Se na formulação marxista o trabalho é o ponto de partida do processo de humanização do ser social, também é verdade que, tal como se objetiva na sociedade capitalista, o trabalho degradado e aviltado, torna-se estranhado. O que deveria se constituir na finalidade básica do ser social_ a sua realização no e pelo trabalho é pervertido e depauperado.”

                                 

                               (Lukács apud Ricardo Antunes, 1953, p. 126).

 

A êxtase no absorvimento do breve instante interrompido de ações suspensas num intervalo marcado, para o embevecimento de um tempo ocioso, demorado consigo mesmo é vivenciado de modo transbordante pelo personagem Samuel do texto Pausa de Moacir Scliar.

O fetichismo do descanso, do parar, da recorrente e reiterada porque falseada pausa, encarna um momento ritualístico cujos atos objetivos, rápidos e precisos traduzem a expressão de uma fuga acelerada do personagem cujo momento preparatório de iminente evasão desse mundo real, para um pseudo- mundo: o da tranqüilidade, da paz, do silêncio, do não sofrimento, encerra a amplitude deste cenário antecipatório de emoções, sentimentos e experiências paradoxais.
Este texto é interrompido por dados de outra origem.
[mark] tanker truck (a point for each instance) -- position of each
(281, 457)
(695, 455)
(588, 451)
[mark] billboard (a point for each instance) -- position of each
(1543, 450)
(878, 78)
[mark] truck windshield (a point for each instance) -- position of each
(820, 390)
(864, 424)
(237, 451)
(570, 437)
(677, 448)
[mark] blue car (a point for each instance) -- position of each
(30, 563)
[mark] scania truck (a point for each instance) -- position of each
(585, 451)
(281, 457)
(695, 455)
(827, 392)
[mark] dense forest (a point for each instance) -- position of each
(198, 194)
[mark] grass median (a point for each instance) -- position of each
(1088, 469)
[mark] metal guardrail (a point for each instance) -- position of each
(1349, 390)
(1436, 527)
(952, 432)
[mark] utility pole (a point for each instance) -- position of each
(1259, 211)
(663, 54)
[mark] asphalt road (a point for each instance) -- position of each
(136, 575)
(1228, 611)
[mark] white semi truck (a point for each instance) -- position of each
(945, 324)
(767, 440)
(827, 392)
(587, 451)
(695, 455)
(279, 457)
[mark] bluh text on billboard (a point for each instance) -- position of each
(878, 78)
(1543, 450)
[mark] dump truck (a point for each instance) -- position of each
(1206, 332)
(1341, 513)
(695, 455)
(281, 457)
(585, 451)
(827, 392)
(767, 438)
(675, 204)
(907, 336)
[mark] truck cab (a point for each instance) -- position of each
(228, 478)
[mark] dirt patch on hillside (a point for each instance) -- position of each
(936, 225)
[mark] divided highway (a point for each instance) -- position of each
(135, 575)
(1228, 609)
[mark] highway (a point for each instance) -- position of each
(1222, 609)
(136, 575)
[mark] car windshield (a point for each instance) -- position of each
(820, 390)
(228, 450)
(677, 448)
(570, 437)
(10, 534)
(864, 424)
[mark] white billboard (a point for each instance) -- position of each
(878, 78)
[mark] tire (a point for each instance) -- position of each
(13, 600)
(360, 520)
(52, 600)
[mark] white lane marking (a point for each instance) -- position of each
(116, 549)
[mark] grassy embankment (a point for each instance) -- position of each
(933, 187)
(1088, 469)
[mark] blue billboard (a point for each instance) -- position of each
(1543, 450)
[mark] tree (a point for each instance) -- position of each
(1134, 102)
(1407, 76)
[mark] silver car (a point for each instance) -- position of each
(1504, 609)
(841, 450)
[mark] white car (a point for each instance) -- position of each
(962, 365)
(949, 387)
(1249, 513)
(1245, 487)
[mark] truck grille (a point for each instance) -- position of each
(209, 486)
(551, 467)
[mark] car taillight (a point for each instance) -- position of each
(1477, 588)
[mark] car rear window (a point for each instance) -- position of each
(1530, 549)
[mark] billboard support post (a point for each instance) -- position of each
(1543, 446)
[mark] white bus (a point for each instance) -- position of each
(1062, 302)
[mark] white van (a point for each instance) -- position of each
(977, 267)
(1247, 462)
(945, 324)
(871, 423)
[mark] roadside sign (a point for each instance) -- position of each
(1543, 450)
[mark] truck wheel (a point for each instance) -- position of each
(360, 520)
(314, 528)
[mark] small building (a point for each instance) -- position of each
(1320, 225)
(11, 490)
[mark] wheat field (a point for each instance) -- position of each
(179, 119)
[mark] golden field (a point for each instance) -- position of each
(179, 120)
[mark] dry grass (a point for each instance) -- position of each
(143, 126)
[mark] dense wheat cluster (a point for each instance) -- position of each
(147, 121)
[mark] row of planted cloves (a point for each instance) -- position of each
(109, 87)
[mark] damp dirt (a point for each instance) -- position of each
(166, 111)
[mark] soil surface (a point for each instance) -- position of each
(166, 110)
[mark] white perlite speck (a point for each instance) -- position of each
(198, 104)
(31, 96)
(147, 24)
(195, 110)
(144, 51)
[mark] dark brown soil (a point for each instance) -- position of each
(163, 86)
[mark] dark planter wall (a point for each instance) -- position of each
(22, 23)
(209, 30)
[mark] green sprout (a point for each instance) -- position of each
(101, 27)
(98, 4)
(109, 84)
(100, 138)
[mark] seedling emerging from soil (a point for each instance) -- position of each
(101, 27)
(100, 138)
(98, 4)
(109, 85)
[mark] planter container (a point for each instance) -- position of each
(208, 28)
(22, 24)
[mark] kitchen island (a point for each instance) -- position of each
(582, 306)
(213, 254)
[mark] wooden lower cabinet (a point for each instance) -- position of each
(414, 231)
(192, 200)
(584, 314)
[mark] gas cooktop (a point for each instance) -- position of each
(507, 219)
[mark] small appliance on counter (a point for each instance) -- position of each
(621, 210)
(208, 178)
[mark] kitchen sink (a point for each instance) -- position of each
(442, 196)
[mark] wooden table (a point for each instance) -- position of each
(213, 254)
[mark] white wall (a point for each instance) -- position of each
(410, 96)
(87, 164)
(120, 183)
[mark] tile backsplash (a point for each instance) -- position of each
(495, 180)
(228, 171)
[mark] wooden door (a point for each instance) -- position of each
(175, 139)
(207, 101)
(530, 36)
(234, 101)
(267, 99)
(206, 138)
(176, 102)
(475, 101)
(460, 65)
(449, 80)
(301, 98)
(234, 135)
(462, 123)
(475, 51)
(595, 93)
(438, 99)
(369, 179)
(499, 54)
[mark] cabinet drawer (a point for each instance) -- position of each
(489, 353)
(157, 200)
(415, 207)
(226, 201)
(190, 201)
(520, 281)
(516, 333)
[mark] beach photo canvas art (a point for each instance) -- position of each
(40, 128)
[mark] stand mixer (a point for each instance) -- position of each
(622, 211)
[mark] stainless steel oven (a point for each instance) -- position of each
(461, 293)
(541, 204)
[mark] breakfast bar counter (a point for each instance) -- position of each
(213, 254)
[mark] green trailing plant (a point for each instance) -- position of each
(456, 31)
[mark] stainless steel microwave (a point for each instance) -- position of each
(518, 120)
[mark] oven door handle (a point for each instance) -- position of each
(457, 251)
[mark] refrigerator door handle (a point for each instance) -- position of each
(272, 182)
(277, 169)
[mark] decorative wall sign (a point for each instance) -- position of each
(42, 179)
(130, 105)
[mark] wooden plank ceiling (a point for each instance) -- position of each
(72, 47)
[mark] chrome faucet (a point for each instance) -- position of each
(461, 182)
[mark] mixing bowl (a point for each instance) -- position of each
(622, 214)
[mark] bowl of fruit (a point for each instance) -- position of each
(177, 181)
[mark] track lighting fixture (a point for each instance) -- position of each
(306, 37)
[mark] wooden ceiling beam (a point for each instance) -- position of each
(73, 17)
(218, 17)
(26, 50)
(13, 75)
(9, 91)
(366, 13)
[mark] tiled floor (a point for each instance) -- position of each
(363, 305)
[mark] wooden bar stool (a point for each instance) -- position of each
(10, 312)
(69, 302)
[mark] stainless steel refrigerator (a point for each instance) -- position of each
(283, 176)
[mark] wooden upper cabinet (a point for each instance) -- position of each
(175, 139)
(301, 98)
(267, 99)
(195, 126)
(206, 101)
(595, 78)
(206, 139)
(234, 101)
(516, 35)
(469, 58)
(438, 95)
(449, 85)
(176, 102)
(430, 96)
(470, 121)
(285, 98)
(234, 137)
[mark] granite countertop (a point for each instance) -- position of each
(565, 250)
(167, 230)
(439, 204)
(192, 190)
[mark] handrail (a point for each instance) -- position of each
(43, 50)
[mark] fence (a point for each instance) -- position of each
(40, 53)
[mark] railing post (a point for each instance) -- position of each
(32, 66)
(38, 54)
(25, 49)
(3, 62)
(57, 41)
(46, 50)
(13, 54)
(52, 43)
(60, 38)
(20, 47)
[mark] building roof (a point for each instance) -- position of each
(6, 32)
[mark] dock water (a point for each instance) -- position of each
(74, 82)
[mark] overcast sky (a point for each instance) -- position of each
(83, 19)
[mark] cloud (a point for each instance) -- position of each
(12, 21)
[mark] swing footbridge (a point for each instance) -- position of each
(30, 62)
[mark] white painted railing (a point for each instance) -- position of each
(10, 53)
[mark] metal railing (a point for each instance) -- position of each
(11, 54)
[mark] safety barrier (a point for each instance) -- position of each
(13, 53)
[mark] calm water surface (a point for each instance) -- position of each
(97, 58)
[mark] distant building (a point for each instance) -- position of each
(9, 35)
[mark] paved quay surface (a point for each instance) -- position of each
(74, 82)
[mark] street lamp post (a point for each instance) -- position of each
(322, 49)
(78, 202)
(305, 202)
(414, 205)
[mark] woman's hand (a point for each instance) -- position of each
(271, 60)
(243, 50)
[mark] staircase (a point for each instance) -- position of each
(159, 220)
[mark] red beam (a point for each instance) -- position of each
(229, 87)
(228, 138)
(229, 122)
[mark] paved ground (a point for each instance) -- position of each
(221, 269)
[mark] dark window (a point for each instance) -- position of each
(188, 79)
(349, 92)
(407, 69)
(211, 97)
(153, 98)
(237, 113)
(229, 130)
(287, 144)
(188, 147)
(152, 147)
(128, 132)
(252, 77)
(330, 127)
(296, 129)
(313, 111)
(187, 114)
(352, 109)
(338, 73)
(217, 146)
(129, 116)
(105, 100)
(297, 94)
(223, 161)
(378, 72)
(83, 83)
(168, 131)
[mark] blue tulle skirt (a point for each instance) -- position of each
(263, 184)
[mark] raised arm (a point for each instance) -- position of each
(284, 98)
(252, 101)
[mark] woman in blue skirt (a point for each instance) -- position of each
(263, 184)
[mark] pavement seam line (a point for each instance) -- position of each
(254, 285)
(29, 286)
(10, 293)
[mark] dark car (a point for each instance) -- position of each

O que pode ser exemplificado no seguinte trecho: “Ás sete horas... Samuel saltou da cama, correu para o banheiro, fez a barba e lavou-se. Vestiu-se rapidamente e sem ruído” [1].

Preliminarmente, Samuel ao levantar é apresentado numa seqüência de atividades intercaladas realizadas de forma ascendente e ininterrupta, referência vital da almejada velocidade futurista, presentificadas no texto a partir de expressões encurtadas pela ação simples e contundente. Dono de uma “fronte calva” apesar de “jovem”, possuia “espessas sombracelhas, a barba... uma sombra azulada” formando em sua face um retrato sombrio de sua própria alma cindida no tempo e no espaço moderno. No 2° momento ocorre uma economia do tempo, Samuel usufrui deliberadamente de sua suposta liberdade, comumente subjugada pela tecnicidade da realidade objetiva.

 

As ruas ainda estavam úmidas de cerração. Samuel tirou o carro da garagem. Guiava vagarosamente; ao longo do cais, olhando os guindastes, as barcaças atracadas. Estacionou o carro numa travessa quieta[2].

 

No terceiro momento entra em cena a subjetividade de Samuel, materializada na versão do personagem Isidoro. Dois nomes, dois homens convivendo em único ser dilacerado por essa dualidade, e nessa luta de duas instâncias deflagradoras da existência humana, observamos, analogamente a subjetividade Isidoriana subserviente e regulada face à tecnicidade e objetividade do Samuel.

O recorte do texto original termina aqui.